Yo tengo la respuesta en las miradas sobre mi
hermano. Y no solo en eso. Lo que pasa en esos recintos es posible porque no
podemos vivir fuera de los estándares en este país. Nos uniforman. La religión
que nos enseñan nos pide hablar bajito y a actuar de acuerdo a lo que dicen los
otros. No hay que ser carishina. No hay que vestir de colores muy fuertes (ropa
de india, colores de negra, decían las abuelas). Mejor ser rubio y de ojos
azules porque así el guagua es más bonito, más aceptado (tiene mejor
presencia). Que la niña se quede en la casa los fines de semana, para que no se
embarace. Le meto a mi hijo en el colegio de fama o en el colegio de plata,
para que cuando sea más grande se roce con los buenos apellidos y sea el macho
explotador que todos queremos que sea. No me quejo, mejor hay que alinearse.
Y el fútbol. Porque a todos (TODITOS, ¿OYERON BIEN?)
nos gusta el fútbol, pasión de multitudes. Oirán.
Quienes no se adaptan el molde son los que pagan
los platos rotos. El niño decide vivir su homosexualidad. La niña tiene novia.
El niño se pone tatuajes. La niña valiente decide ser madre soltera. El otro
por ahí no quiere vivir en el círculo de universidad-chupe-hembra de sus panas.
Todos ellos salen del molde, salen de la cómoda, dulce normalidad.
¿Entonces?
Entonces entra la máquina de tortura, al mejor
estilo de Vigilar y Castigar. La sociedad se encarga de los que no
fueron sociedad (resentidos sociales, los llaman) o, en peores circunstancia,
un grupo de gente sin alma y materia gris decide lucrar de eso. Todo es marketinizable
en esta vida, ¿por qué no también la vergüenza familiar?
Llega ahí el momento en que padres o madres, o
familiares, o amigos, secuestran a sus propios parientes y los someten a
tortura por amor, indican. Por el amor de Dios, sollozan otros. Esas “clínicas”
se vuelven el peor reflejo de lo peor de nuestra sociedad. De la mirada torva
se pasa al crimen. No nos damos cuenta que esto no es coyuntura, es estructura.

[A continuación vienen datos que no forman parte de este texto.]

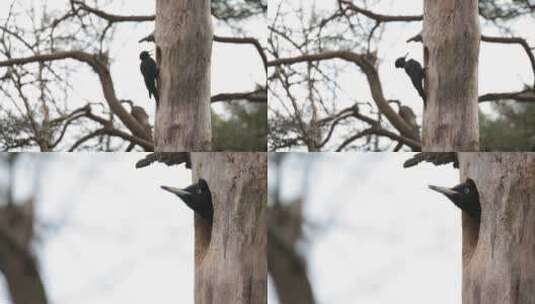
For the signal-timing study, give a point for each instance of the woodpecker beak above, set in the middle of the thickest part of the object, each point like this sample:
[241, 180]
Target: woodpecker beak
[446, 191]
[177, 191]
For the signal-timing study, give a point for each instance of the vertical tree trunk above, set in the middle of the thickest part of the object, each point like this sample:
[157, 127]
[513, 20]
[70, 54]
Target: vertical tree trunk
[17, 262]
[499, 254]
[183, 47]
[230, 256]
[451, 36]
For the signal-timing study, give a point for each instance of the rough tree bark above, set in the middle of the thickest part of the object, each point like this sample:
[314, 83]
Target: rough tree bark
[451, 36]
[499, 254]
[183, 49]
[230, 256]
[17, 262]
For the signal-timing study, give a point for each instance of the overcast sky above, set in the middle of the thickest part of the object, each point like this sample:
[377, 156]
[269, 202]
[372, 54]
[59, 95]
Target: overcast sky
[380, 236]
[107, 233]
[241, 61]
[502, 68]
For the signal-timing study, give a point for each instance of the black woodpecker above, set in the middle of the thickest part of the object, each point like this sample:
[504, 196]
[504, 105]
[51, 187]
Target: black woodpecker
[197, 197]
[464, 196]
[149, 70]
[416, 73]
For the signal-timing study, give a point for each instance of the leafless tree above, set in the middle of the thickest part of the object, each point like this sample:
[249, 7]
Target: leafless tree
[308, 55]
[41, 59]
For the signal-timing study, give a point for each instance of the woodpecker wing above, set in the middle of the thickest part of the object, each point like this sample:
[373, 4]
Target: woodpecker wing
[446, 191]
[150, 72]
[182, 193]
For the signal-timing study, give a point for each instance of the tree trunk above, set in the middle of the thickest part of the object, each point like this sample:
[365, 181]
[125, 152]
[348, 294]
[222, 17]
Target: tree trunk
[451, 36]
[499, 254]
[230, 256]
[287, 268]
[183, 47]
[17, 262]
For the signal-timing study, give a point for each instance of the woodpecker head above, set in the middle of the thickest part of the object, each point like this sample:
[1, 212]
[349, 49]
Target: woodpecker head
[144, 55]
[465, 196]
[197, 196]
[400, 62]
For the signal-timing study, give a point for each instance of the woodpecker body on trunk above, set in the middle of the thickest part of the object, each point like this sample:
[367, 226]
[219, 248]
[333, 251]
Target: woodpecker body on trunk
[464, 196]
[198, 197]
[149, 70]
[415, 72]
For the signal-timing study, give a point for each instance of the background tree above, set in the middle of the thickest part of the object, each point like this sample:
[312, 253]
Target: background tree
[287, 266]
[319, 104]
[45, 48]
[512, 128]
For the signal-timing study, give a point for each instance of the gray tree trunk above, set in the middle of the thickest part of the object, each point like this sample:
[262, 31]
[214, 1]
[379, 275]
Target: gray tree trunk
[230, 257]
[17, 262]
[183, 46]
[499, 254]
[451, 36]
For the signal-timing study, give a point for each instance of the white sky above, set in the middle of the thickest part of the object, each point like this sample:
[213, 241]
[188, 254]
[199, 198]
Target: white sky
[502, 68]
[241, 62]
[108, 234]
[381, 235]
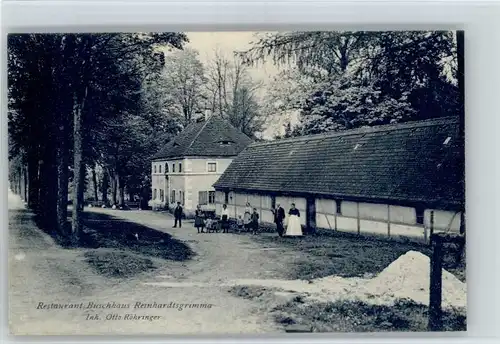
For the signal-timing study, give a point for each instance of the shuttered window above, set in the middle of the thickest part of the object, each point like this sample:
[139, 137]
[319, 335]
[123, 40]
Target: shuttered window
[211, 197]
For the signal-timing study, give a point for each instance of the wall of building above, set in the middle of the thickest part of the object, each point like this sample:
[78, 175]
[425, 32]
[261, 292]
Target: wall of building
[382, 219]
[263, 203]
[355, 217]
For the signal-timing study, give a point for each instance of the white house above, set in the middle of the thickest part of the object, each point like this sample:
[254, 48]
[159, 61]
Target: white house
[395, 180]
[187, 167]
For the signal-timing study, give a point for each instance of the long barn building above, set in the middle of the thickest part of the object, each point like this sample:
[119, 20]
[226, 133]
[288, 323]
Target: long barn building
[395, 180]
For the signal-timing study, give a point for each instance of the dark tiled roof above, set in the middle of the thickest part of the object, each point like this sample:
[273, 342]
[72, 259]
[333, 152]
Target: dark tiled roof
[205, 139]
[403, 162]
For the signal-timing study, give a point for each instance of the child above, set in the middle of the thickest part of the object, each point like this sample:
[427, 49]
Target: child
[255, 221]
[239, 223]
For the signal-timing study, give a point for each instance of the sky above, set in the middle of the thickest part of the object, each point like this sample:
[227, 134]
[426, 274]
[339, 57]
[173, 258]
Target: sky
[228, 42]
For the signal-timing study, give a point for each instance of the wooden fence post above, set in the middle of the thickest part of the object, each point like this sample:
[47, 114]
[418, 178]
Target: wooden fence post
[388, 220]
[435, 288]
[431, 227]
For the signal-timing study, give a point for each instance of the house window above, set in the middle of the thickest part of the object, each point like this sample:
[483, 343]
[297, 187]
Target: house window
[212, 167]
[203, 197]
[211, 197]
[339, 207]
[420, 215]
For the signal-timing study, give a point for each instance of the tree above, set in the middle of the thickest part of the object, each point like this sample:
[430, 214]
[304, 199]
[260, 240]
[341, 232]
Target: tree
[182, 80]
[409, 75]
[232, 94]
[65, 89]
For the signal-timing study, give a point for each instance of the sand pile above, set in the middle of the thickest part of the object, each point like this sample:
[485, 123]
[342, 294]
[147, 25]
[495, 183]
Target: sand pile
[408, 277]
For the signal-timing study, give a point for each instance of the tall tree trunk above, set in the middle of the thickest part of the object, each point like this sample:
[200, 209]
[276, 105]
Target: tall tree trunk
[19, 181]
[47, 210]
[25, 174]
[105, 184]
[81, 187]
[62, 178]
[96, 187]
[33, 183]
[119, 188]
[77, 168]
[113, 190]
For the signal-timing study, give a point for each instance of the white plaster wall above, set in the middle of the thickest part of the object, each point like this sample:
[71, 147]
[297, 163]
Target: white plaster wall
[349, 209]
[347, 224]
[373, 227]
[326, 206]
[373, 211]
[199, 165]
[403, 215]
[408, 231]
[442, 220]
[326, 221]
[300, 204]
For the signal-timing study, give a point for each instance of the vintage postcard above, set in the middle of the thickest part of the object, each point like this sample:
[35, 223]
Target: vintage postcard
[236, 182]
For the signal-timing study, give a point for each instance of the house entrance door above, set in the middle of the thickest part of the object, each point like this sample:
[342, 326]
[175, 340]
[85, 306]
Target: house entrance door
[311, 215]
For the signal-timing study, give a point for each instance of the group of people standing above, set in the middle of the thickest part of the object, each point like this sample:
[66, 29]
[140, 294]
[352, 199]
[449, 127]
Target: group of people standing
[293, 228]
[249, 222]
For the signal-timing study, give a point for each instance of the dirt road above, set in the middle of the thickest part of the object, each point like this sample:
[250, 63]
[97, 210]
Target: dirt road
[43, 276]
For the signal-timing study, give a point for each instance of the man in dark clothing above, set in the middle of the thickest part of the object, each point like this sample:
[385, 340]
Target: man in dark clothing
[279, 217]
[178, 215]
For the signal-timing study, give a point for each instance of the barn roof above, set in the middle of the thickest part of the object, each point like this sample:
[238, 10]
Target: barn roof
[213, 137]
[412, 162]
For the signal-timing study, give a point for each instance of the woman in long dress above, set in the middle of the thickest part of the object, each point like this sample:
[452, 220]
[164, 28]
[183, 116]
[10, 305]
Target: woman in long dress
[294, 228]
[247, 217]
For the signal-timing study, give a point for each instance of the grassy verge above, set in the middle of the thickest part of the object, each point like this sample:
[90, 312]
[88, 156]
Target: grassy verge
[346, 316]
[356, 316]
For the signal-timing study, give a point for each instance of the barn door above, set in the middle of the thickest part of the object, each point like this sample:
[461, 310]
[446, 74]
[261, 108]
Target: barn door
[311, 215]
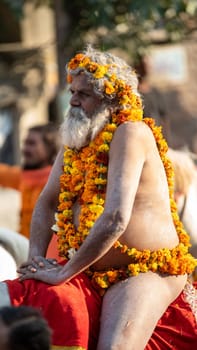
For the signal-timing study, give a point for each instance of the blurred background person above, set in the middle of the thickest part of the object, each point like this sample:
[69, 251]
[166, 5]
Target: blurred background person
[23, 328]
[38, 153]
[154, 103]
[185, 191]
[13, 251]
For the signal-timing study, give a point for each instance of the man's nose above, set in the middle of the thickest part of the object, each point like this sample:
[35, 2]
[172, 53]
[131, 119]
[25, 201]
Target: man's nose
[74, 101]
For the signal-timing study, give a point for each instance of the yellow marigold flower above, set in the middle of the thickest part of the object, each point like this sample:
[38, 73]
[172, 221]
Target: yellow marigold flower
[107, 136]
[101, 282]
[98, 200]
[100, 72]
[69, 78]
[99, 181]
[109, 89]
[103, 148]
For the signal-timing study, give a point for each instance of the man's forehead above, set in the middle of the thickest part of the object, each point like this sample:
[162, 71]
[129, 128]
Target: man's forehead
[81, 82]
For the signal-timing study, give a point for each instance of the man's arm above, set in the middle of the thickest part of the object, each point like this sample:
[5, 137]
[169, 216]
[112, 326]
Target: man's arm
[43, 215]
[127, 156]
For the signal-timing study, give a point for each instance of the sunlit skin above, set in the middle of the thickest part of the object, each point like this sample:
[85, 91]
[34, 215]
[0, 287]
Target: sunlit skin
[136, 212]
[34, 151]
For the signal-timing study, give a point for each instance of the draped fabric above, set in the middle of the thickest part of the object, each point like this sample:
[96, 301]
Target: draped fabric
[177, 328]
[73, 311]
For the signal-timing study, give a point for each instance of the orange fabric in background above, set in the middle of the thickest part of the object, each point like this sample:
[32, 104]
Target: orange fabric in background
[30, 183]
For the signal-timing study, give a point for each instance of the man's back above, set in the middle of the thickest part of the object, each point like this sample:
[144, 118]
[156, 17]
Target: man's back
[145, 190]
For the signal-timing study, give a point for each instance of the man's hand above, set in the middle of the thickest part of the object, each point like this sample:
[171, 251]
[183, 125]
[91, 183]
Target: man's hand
[39, 268]
[38, 262]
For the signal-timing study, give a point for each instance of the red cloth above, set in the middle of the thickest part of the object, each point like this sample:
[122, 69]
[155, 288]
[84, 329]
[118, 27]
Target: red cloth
[73, 309]
[177, 328]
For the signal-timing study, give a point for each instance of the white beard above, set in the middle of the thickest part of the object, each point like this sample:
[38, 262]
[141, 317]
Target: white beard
[77, 129]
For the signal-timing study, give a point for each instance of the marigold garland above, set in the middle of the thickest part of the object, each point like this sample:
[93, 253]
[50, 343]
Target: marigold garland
[85, 179]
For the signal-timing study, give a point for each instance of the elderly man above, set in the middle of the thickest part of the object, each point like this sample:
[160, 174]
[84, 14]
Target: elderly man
[116, 223]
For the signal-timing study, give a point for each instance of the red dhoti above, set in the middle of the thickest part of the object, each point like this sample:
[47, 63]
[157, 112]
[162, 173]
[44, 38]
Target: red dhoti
[73, 311]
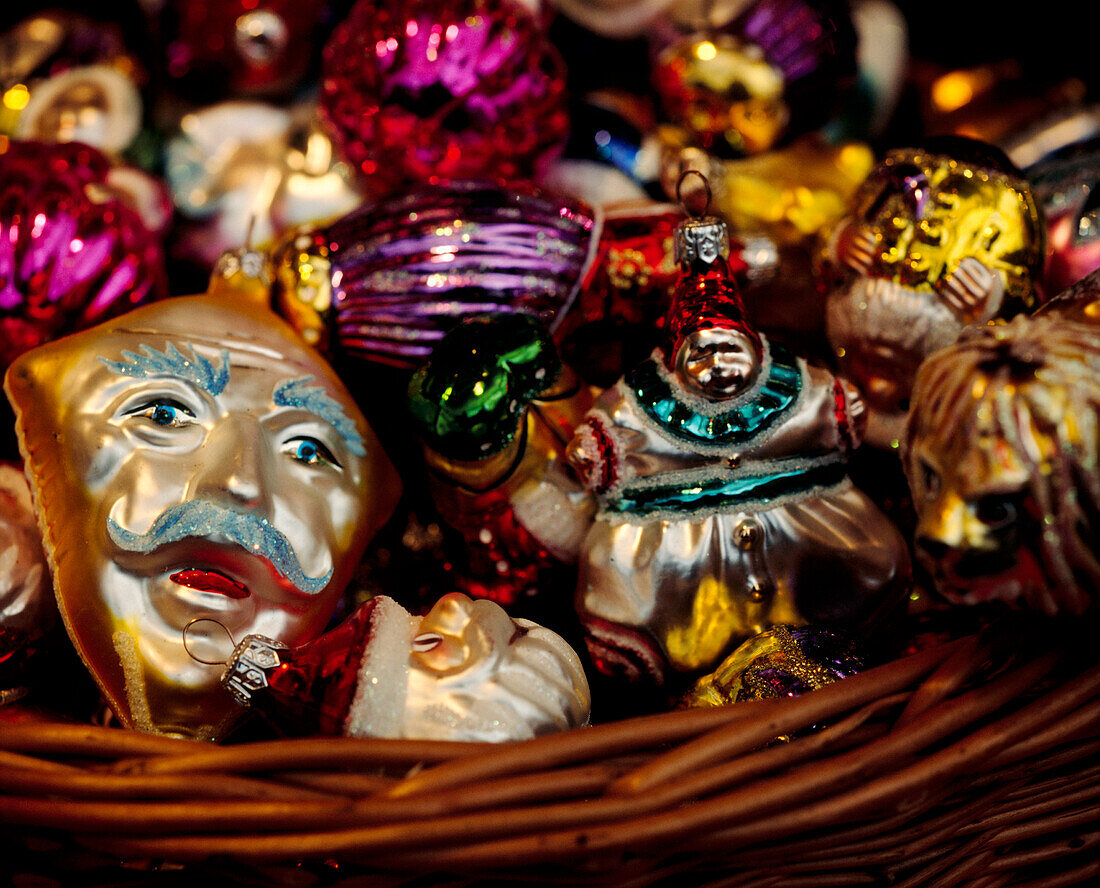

Solo el amor salva. El verdadero, ese que deja ser
al otro. Ese que es capaz de emocionarse porque otra persona ama a otra sin
importar su sexo. El amor que sabe que una adicción (una verdadera) se
cura a través del respeto. El amor que es libre. Ese amor que paciente y
bondadoso, que no se enoja, que no guarda rencor. Y sí, es una cita
de la Biblia. Ese libro tan mal usado, tan poco comprendido, tan sobrevalorado.
Ese libro que se usa en mi país para torturar.
Tal vez estereotipo al mal. Tal vez estoy
exagerando sobre mi entorno (no lo creo), pero lo que sí sé es que nuestros
males sociales no son el producto de una sola persona. Son responsabilidad de
todos. Todos en este Ecuador que es multiétnico y pluricultural somos,
paradójicamente, adictos a la seguridad, adictos a la normalidad y, por
eso construimos, sin saberlo, nuestras propias cámaras de tortura.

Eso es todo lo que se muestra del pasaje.